Step Three: Make Space Toast

Andrews can't wait to put a “loaf of bread” up in space.

She's helping engineer what's called a 'CubeSat' – it's a small, low-cost satellite for space research.

What's the easiest way to describe a CubeSat?  “They look like a loaf of bread,” Andrews says. “They're pretty tiny, but they're a great way to get your first taste of space vehicles.”

The handheld, 11-pound TARGIT nanosatellite Andrews has been working on at Georgia Tech's Space Systems Design Laboratory will likely blast into space sometime between 2018-2020, rideshareing the trip to outer space along with a NASA payload.

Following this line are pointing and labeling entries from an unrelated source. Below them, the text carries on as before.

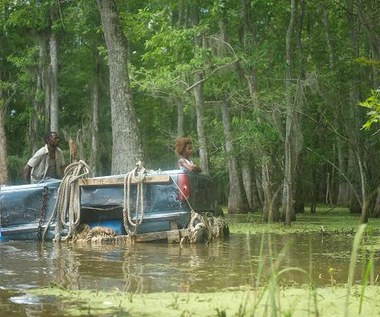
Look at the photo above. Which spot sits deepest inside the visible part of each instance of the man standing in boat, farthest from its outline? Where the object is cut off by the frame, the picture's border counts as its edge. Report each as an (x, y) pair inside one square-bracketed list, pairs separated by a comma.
[(47, 162), (184, 149)]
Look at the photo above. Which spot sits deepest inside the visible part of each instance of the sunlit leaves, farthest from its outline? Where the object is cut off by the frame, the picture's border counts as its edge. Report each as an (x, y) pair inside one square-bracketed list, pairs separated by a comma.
[(373, 104)]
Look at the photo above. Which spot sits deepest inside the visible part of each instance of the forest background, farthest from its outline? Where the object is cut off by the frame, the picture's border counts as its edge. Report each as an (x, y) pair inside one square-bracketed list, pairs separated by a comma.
[(269, 91)]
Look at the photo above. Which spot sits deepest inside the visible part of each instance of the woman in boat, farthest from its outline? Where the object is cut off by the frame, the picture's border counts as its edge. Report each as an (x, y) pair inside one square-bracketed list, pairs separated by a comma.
[(184, 149), (47, 162)]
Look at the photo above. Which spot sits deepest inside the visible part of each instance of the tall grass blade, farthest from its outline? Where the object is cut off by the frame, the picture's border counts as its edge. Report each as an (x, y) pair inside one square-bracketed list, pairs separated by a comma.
[(351, 271)]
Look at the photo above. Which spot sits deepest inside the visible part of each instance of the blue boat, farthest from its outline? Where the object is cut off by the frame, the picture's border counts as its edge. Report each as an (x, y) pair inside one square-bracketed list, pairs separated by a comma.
[(143, 205)]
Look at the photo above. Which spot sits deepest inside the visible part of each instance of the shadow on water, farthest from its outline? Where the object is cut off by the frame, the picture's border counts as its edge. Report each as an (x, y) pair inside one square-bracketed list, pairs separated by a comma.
[(158, 267)]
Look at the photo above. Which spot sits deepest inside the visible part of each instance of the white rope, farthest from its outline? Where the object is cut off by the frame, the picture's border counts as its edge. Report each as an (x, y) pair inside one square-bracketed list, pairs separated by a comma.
[(137, 175), (67, 205)]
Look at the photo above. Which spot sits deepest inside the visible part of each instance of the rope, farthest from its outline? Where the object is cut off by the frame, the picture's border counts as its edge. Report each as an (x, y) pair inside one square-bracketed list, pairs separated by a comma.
[(67, 207), (137, 175)]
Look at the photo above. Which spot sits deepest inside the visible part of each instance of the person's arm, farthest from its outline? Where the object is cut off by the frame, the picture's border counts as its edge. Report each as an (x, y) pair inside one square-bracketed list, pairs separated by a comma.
[(27, 172), (188, 166)]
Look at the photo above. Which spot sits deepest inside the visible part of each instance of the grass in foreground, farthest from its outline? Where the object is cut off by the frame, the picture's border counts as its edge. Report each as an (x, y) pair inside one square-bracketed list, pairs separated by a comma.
[(294, 302)]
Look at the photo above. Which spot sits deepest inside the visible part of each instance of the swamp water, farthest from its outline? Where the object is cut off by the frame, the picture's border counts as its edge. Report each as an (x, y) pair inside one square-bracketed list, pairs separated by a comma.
[(126, 274)]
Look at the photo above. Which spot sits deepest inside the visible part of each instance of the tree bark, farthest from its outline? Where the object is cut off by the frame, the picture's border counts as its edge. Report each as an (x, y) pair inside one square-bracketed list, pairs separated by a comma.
[(3, 144), (94, 124), (236, 201), (53, 46), (4, 178), (288, 190), (127, 146)]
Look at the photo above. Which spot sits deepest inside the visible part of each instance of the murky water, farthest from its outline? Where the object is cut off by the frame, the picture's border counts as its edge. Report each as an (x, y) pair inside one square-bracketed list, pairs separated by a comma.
[(155, 267)]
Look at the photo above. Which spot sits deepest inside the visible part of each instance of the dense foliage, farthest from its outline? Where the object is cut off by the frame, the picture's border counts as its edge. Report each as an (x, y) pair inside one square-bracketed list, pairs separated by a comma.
[(290, 74)]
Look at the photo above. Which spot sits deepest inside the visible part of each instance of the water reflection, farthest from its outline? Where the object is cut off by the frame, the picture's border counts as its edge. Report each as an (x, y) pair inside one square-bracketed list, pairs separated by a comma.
[(239, 261)]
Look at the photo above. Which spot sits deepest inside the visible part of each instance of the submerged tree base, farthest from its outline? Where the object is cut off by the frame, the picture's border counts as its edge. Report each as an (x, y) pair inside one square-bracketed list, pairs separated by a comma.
[(303, 301)]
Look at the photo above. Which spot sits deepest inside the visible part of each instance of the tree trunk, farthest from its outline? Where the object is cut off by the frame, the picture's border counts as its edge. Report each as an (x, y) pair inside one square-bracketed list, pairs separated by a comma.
[(94, 125), (54, 113), (127, 145), (287, 203), (376, 209), (270, 210), (236, 202), (180, 117), (3, 144), (247, 182)]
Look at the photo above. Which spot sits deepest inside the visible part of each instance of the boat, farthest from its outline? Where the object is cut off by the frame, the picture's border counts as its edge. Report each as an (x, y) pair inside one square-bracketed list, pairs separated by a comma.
[(139, 206)]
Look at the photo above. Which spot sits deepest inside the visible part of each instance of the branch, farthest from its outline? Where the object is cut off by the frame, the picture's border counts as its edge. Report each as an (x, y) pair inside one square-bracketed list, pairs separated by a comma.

“It's definitely cool to work with things that will eventually be flying around in space,” Andrews says.

The mini-size research vessel will experiment with new ways to use LiDAR sensors (radar with lights) to take pictures. Andrews hopes this kind of research might be a first step toward figuring out new ways to map the topography of faraway moons and asteroids. It'll be a few years before we can see what kinds of 3-D photos TARGIT sends back from space, but it's just one more way engineers might refine and develop better LiDAR technology – which is the same tool set at work in some vision systems for driverless cars.

“It really feels like we're changing the world for the better,” Andrews says.

Step Four: Dream Big

Andrews is especially excited by the complex engineering challenges that come with heading out of this world:

“When are we going to get to Mars?” she asks. “I really do believe that it's a question of when, not if.” That's certainly something she and Elon Musk, the SpaceX CEO with an eye on colonizing The Red Planet, can agree on.